Business and Sustainable Development

Hadyn Ingram (Book Review Editor)

International Journal of Contemporary Hospitality Management

ISSN: 0959-6119

Article publication date: 1 September 2001

369

Citation

Ingram, H. (2001), "Business and Sustainable Development", International Journal of Contemporary Hospitality Management, Vol. 13 No. 5, pp. 267-268. https://doi.org/10.1108/ijchm.2001.13.5.267.2

Publisher

:

Emerald Group Publishing Limited


Referee’s comments

As the human race lurches into the third millennium, more searching questions are being posed about our stewardship of Planet Earth. We are regularly subjected to warnings of ozone depletion, global warming and climate change that may have profound effects for our children and us. This environmentalist movement has gathered strength, championed by high profile “eco‐warriors” and spawning a lexicon of new words and phrases such as “biodiversity”, “greening” and “social accounting”.

These issues have also affected the hospitality and tourism industries. The fragility of ecological and economic systems affects the long‐term sustainability of tourism environments, especially where tourism usage is high. Paradoxically, the most fragile environments are often the most popular, and therefore the most at risk. In hospitality, too, there are moves to persuade operators that eco‐friendly measures can save both resources and costs. For example, the HCIMA supported “Hospitable Climates” initiative suggest that hospitality businesses can utilize “energy measures that don’t cost the earth”.

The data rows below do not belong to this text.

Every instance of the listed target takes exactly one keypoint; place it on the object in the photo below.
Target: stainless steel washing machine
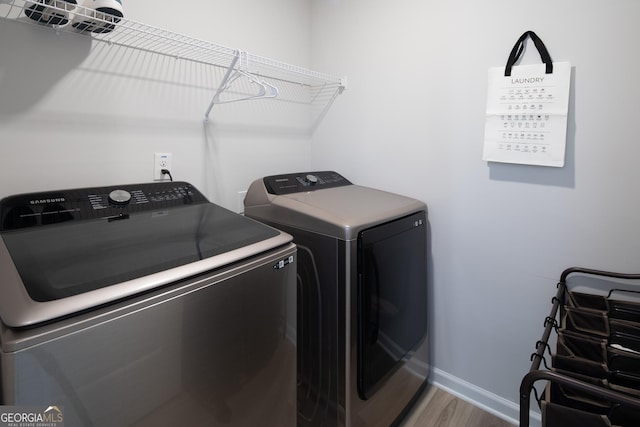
(145, 305)
(362, 295)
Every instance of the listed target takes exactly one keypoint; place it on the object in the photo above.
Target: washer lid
(57, 269)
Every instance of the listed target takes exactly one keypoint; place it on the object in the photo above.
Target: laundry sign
(527, 110)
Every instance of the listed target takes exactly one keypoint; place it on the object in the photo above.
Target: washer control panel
(303, 181)
(111, 203)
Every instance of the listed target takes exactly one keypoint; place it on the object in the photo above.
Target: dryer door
(392, 298)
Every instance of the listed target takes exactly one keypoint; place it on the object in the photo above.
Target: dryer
(362, 295)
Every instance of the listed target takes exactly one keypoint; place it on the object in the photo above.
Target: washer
(145, 305)
(362, 295)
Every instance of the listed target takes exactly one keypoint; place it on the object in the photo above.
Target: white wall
(412, 121)
(79, 113)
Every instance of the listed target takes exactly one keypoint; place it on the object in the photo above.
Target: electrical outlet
(161, 161)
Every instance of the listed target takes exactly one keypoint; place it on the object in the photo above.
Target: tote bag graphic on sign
(527, 109)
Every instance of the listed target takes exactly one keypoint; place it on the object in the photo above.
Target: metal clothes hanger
(233, 74)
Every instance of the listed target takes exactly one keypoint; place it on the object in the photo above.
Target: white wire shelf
(292, 84)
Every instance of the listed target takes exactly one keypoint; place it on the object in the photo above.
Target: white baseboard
(487, 401)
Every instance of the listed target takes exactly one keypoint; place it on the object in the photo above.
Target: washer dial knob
(120, 197)
(311, 179)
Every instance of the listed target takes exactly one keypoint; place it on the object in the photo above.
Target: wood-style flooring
(440, 409)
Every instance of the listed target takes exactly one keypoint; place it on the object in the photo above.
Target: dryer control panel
(303, 181)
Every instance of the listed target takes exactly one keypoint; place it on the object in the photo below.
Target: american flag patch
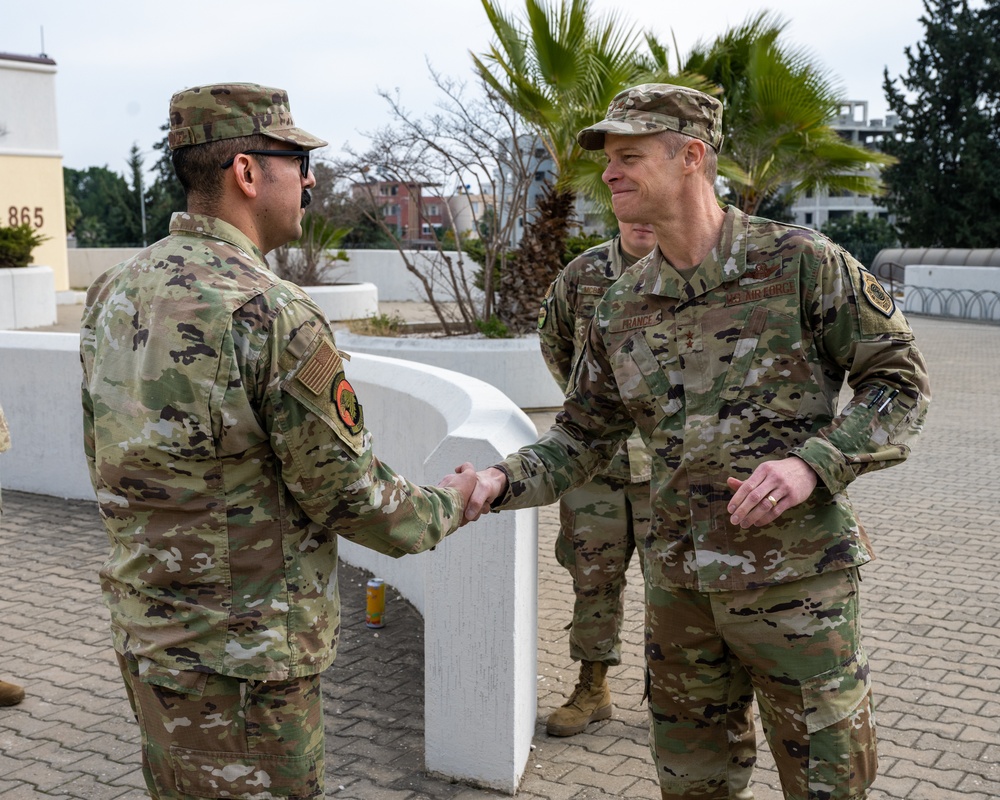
(317, 373)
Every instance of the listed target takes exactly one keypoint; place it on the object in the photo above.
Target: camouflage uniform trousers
(796, 646)
(229, 737)
(600, 523)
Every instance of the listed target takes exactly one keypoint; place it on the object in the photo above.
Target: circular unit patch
(348, 407)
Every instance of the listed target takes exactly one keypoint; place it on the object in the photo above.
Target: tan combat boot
(10, 694)
(590, 701)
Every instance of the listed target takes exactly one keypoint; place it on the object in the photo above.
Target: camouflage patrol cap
(654, 107)
(229, 110)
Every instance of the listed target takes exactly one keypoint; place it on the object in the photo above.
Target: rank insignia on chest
(876, 296)
(346, 401)
(760, 273)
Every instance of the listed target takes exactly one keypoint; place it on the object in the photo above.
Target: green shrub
(493, 328)
(17, 243)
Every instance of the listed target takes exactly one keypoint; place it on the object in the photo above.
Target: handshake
(478, 489)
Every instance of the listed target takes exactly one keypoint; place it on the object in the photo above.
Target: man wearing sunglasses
(228, 450)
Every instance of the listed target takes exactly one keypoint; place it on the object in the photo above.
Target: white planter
(514, 366)
(27, 298)
(346, 301)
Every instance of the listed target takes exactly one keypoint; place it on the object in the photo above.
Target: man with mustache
(228, 451)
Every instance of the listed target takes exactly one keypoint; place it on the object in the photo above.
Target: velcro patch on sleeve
(348, 407)
(318, 372)
(876, 296)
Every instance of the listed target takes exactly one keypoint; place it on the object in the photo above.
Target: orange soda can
(375, 612)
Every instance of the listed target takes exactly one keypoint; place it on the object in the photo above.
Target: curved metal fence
(982, 305)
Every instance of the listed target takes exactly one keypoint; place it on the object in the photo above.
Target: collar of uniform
(725, 262)
(214, 228)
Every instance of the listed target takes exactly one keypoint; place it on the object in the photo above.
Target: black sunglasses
(303, 154)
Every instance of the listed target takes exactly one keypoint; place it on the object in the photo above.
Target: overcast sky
(120, 60)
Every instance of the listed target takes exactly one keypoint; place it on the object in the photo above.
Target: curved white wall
(27, 297)
(477, 589)
(514, 366)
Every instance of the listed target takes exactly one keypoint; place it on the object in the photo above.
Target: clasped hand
(478, 489)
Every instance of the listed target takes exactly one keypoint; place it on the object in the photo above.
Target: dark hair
(199, 170)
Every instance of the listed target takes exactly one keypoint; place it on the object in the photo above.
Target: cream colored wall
(31, 190)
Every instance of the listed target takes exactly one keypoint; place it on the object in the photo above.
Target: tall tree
(109, 215)
(135, 172)
(165, 195)
(945, 190)
(778, 105)
(558, 67)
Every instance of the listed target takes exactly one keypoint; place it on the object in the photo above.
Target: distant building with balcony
(405, 208)
(814, 209)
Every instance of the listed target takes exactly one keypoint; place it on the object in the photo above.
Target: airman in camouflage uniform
(10, 693)
(228, 451)
(599, 522)
(727, 346)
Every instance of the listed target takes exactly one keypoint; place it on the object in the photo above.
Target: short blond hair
(673, 141)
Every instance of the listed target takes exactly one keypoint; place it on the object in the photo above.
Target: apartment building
(815, 208)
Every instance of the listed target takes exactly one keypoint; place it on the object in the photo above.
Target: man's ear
(247, 175)
(694, 154)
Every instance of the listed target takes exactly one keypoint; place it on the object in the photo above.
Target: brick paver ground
(932, 607)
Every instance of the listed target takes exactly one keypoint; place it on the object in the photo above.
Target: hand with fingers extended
(773, 487)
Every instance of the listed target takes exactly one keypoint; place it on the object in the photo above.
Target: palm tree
(558, 68)
(778, 105)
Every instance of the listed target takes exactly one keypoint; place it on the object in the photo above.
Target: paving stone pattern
(932, 608)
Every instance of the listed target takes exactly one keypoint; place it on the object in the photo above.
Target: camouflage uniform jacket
(742, 363)
(228, 451)
(563, 320)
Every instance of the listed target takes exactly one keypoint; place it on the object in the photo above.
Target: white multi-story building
(813, 209)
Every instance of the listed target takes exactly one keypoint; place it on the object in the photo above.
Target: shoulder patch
(876, 296)
(319, 370)
(346, 402)
(543, 313)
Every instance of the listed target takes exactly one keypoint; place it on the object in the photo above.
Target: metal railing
(982, 305)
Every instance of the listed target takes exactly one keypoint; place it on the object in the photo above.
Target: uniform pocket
(645, 389)
(836, 694)
(770, 367)
(201, 773)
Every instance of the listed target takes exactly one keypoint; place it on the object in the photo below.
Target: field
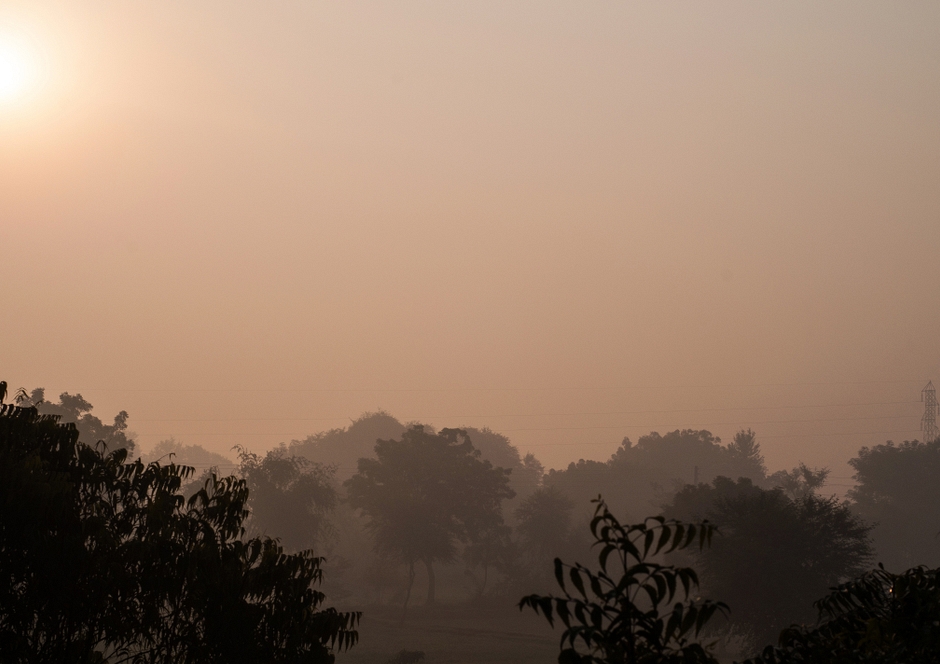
(454, 634)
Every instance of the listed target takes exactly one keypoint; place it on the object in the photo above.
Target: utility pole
(929, 422)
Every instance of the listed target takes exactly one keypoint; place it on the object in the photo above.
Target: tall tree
(104, 561)
(899, 491)
(632, 609)
(75, 408)
(774, 554)
(424, 494)
(291, 497)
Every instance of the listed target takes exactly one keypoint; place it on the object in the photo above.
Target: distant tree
(639, 478)
(104, 561)
(74, 408)
(899, 491)
(775, 554)
(291, 497)
(425, 493)
(680, 455)
(632, 609)
(172, 450)
(342, 448)
(800, 482)
(526, 472)
(880, 617)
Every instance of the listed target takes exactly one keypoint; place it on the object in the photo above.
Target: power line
(611, 388)
(573, 414)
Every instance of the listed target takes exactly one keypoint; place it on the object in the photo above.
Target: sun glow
(17, 69)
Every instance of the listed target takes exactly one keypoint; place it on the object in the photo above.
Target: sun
(17, 69)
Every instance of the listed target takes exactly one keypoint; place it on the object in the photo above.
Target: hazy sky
(246, 222)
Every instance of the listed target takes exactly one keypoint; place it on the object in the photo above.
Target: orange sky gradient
(571, 222)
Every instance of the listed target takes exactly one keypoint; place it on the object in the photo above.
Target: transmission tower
(929, 423)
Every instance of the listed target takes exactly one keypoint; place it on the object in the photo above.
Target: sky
(246, 222)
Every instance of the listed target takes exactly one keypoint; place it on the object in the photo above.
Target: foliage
(104, 561)
(187, 455)
(679, 453)
(775, 554)
(621, 612)
(74, 408)
(898, 491)
(291, 497)
(425, 493)
(879, 617)
(639, 477)
(342, 448)
(800, 482)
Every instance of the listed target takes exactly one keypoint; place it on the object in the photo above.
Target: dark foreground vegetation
(108, 558)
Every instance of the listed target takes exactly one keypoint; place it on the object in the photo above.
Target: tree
(898, 491)
(775, 553)
(291, 497)
(74, 408)
(619, 614)
(342, 448)
(425, 493)
(800, 482)
(104, 561)
(880, 617)
(639, 478)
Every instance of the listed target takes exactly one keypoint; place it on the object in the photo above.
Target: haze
(570, 222)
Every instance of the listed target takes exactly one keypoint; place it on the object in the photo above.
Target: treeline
(459, 514)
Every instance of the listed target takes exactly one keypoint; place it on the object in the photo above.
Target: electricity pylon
(929, 422)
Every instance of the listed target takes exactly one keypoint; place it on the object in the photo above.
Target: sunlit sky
(571, 222)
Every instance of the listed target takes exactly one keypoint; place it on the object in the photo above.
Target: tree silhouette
(425, 493)
(880, 617)
(775, 554)
(898, 490)
(291, 497)
(104, 561)
(631, 609)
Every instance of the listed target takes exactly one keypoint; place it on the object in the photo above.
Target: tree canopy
(105, 561)
(898, 490)
(775, 554)
(291, 497)
(425, 493)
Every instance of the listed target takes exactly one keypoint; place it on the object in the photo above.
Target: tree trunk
(411, 581)
(427, 563)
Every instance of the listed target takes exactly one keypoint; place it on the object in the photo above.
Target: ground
(454, 634)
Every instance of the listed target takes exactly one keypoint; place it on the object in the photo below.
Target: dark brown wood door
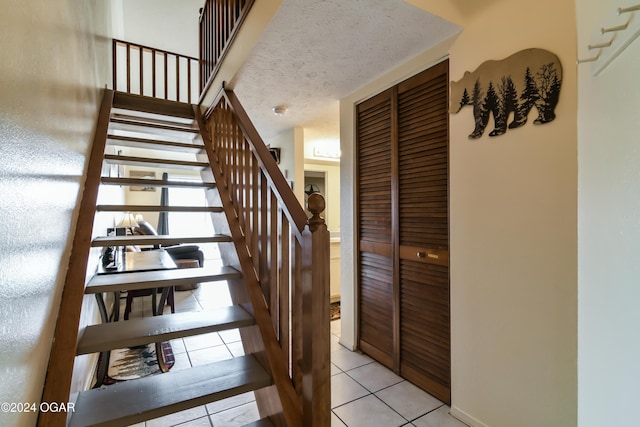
(374, 228)
(423, 193)
(403, 220)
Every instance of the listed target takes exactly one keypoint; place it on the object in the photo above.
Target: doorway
(402, 146)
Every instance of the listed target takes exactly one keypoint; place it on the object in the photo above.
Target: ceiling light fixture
(280, 110)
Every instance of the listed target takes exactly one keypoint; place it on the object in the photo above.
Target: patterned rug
(136, 362)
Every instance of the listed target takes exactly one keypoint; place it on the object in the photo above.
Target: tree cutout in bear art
(512, 86)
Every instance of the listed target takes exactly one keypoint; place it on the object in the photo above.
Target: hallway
(363, 392)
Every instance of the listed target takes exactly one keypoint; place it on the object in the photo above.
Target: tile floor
(363, 392)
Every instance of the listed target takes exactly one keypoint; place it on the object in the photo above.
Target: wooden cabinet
(403, 229)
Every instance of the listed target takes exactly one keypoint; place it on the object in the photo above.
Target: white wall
(166, 24)
(609, 228)
(54, 59)
(513, 229)
(291, 144)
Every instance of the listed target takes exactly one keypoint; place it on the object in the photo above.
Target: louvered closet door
(375, 263)
(423, 151)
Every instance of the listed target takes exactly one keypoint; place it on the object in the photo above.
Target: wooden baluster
(296, 319)
(140, 54)
(284, 255)
(114, 63)
(316, 407)
(188, 80)
(166, 77)
(128, 46)
(177, 78)
(272, 260)
(153, 71)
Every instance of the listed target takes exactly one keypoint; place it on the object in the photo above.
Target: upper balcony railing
(148, 71)
(220, 21)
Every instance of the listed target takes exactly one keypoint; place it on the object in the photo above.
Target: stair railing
(288, 253)
(157, 73)
(220, 21)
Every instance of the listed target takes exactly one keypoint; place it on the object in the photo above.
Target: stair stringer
(57, 384)
(278, 402)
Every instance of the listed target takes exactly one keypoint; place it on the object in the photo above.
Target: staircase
(274, 365)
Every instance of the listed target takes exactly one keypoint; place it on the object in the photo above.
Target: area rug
(335, 310)
(136, 362)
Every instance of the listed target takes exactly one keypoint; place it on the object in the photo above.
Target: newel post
(316, 350)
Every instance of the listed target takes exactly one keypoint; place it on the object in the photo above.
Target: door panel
(403, 229)
(375, 268)
(423, 147)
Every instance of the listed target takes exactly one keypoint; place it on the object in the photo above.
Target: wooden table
(134, 262)
(157, 259)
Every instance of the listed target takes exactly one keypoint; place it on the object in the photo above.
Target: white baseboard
(466, 418)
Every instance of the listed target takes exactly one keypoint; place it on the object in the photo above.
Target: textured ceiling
(315, 52)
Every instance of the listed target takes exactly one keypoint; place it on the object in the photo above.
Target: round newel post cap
(316, 204)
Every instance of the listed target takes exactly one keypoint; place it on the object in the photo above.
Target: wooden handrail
(220, 21)
(143, 76)
(287, 255)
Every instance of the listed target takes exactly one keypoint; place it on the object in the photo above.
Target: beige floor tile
(369, 412)
(374, 377)
(200, 422)
(408, 400)
(335, 421)
(335, 370)
(439, 418)
(344, 389)
(236, 417)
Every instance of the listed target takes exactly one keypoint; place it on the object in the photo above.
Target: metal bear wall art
(511, 86)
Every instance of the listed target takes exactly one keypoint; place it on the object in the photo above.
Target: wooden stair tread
(151, 208)
(150, 162)
(155, 183)
(156, 240)
(134, 401)
(161, 278)
(146, 330)
(147, 104)
(154, 144)
(145, 126)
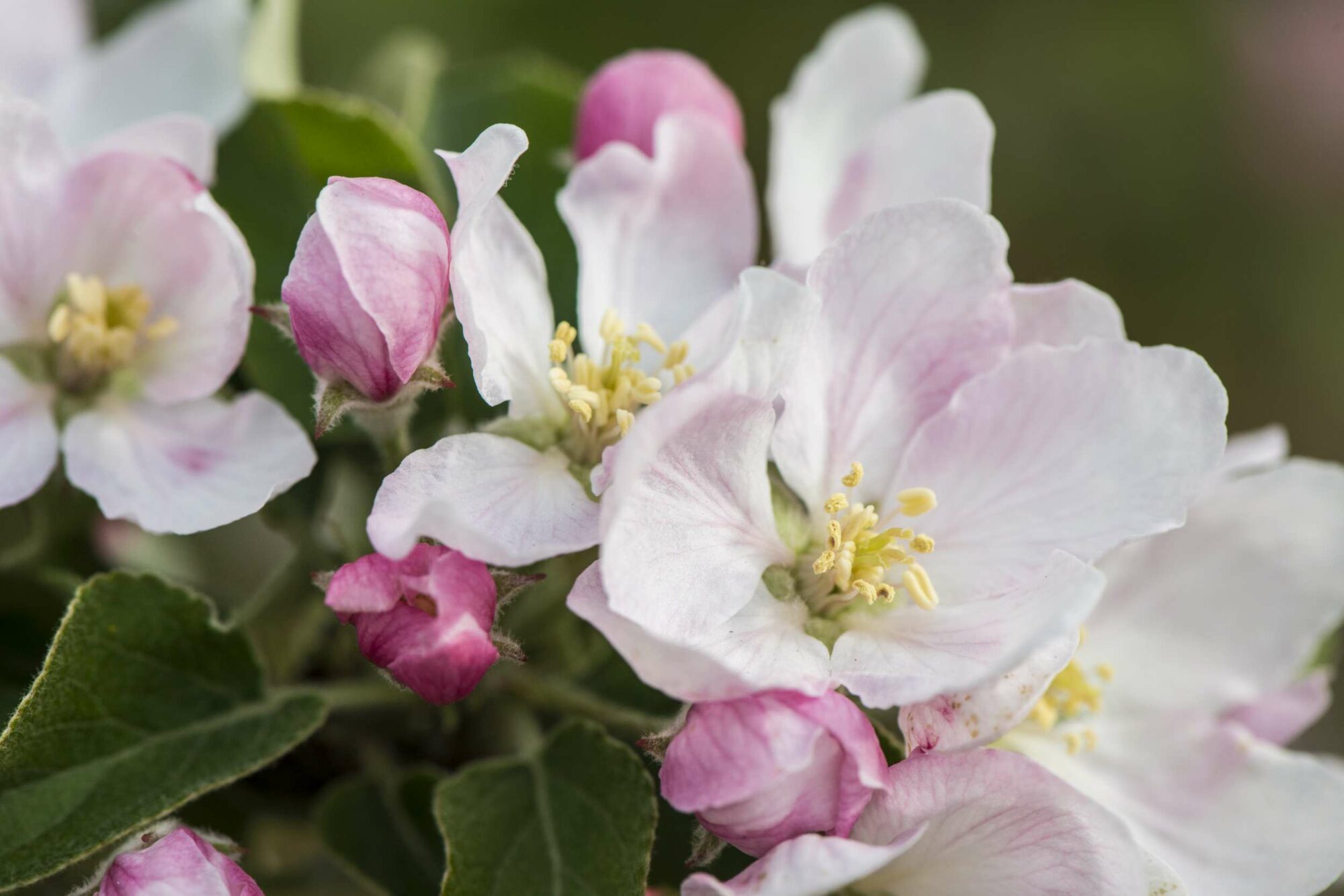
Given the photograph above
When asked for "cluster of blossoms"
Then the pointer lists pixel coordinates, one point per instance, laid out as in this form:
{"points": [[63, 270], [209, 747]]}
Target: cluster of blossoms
{"points": [[873, 475]]}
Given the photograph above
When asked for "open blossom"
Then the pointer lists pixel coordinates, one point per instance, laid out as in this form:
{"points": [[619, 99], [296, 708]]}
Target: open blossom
{"points": [[369, 284], [427, 619], [114, 93], [980, 823], [1193, 674], [666, 295], [124, 298], [937, 506], [175, 864], [627, 96], [764, 769]]}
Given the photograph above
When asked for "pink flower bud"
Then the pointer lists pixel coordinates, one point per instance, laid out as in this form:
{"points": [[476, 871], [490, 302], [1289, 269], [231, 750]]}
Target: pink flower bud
{"points": [[628, 95], [427, 619], [179, 863], [764, 769], [369, 284]]}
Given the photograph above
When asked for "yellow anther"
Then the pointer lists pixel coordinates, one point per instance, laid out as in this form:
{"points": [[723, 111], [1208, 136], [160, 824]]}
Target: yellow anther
{"points": [[920, 588], [837, 503], [916, 502], [855, 476]]}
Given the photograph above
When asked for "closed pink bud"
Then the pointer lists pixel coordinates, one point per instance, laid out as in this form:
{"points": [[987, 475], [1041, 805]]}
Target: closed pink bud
{"points": [[628, 95], [427, 619], [764, 769], [179, 863], [369, 284]]}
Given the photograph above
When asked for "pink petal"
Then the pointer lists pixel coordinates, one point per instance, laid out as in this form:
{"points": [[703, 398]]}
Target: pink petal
{"points": [[499, 280], [661, 240], [624, 100], [915, 302], [490, 496], [190, 467]]}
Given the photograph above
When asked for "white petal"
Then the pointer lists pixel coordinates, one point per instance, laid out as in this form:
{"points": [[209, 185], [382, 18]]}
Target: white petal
{"points": [[1064, 314], [915, 300], [1076, 449], [908, 655], [982, 715], [756, 332], [687, 525], [499, 280], [186, 468], [868, 65], [28, 435], [491, 498], [935, 147], [760, 648], [1234, 604], [997, 824], [807, 866], [187, 140], [661, 240], [179, 57]]}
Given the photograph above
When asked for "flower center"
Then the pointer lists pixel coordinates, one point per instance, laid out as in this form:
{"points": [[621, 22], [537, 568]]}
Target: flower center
{"points": [[100, 328], [1073, 694], [858, 557], [604, 396]]}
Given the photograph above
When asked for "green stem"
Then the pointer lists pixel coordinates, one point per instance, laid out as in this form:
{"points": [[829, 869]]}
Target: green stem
{"points": [[556, 695]]}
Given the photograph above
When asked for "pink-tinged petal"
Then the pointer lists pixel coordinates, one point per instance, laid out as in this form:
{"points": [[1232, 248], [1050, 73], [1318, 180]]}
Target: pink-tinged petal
{"points": [[122, 80], [661, 240], [28, 435], [935, 147], [1064, 314], [1076, 449], [1284, 715], [624, 100], [760, 648], [1233, 605], [807, 866], [687, 523], [982, 715], [186, 140], [915, 302], [40, 41], [369, 284], [32, 173], [178, 863], [490, 496], [1255, 452], [998, 824], [499, 280], [866, 66], [907, 655], [185, 468]]}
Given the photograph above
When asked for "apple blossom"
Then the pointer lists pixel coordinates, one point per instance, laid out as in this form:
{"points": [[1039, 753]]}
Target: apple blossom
{"points": [[427, 619], [124, 298], [626, 97], [666, 294], [717, 580], [112, 93], [174, 863], [1173, 710], [369, 284], [764, 769], [980, 823]]}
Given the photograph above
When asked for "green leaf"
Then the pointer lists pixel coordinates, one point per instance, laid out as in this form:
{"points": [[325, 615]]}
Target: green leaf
{"points": [[272, 169], [144, 703], [577, 817], [384, 831]]}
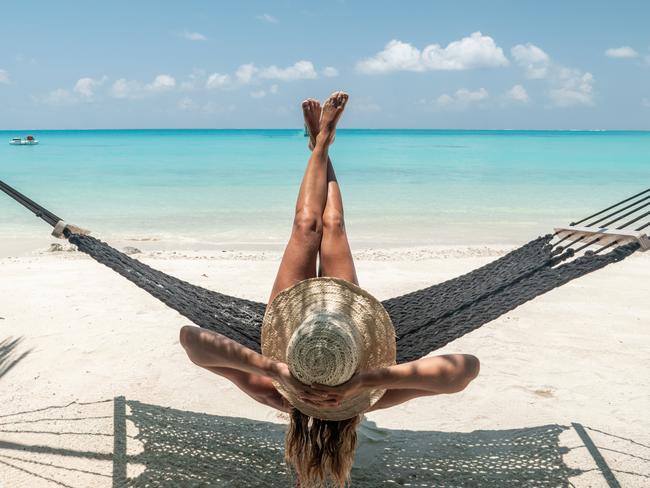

In this book, the business case for sustainable development is presented by Starkey and Welford, academics from the University of Huddersfield. They have based the chapters on journal articles from well‐respected academics and industry experts. As such, this is a collection of ideas and arguments and, although some seem dated in this fast‐paced arena of debate, it is useful to have them in one single resource.

The editors structure the book in five sections – overview, business opportunities, environmental and social accounting, critical perspectives and trade and sustainable development, finishing with conclusions. Although an eclectic mix of sometimes contrasting viewpoints, the guiding hands of Starkey and Welford are always in evidence, offering interpretative introductions at the start of each section, as well as in the introduction and conclusions.

The overview sets the scene, suggesting that the book’s theme was prompted by the opening chapter, Stuart L. Hart’s Harvard Business Review article in 1997, entitled “Beyond greening strategies for a sustainable world”. John Elkington reinforces this with an argument that sustainable development can provide the “triple bottom line [benefits] for twenty‐first century business” (economic, environmental and social). Section 2 considers the business opportunities generated from the environmental agenda in which capitalism seems the only credible paradigm. The third section introduces the concepts of environmental and social accounting and the need to balance financial, ethical and social imperatives. These concepts are defined, described and unpacked in four chapters that inform and debate techniques for social accounting. Section four presents critical perspectives on sustainability, arguing that big business has used its position of power to obstruct environment and social improvement. Questions are asked about the role of regulation as a counterweight to corporate power and relationships between business and non‐governmental organizations (NGOs). Can business behaviour be tempered by the limited power of civil legislation and more effectively by NGOs as the expression of “consumer politics?”. Section five looks at the current global trading system, and the passions that it can arouse as to whether it is a source for good. The World Trade Organization (WTO) is the body responsible for overseeing international trade and maintaining the status quo, arguing that the current systems are better than none at all. In the two chapters in this section the complex issues raised by stakeholders both large and small are even‐handedly presented, supplemented by useful case studies.

In the conclusions, Starkey and Welford endorse Jonathan Porritt’s analysis that the world’s problems are caused by “greed and selfishness and lack of compassion”. They suggest that Buddhist principles of caring consideration could result in a more sustainable planet, but that this poses a fundamental question about the ultimate purpose of business. This might be stretching corporate idealism too far.

In summary, this is a thought‐provoking book in which many ideas and issues in sustainable development are presented, compiled and expanded. There is, at present, a huge gap between current practice and the idealistic and optimistic solutions presented in this book. Nevertheless, these views represent a groundswell of opinion that is becoming ever louder.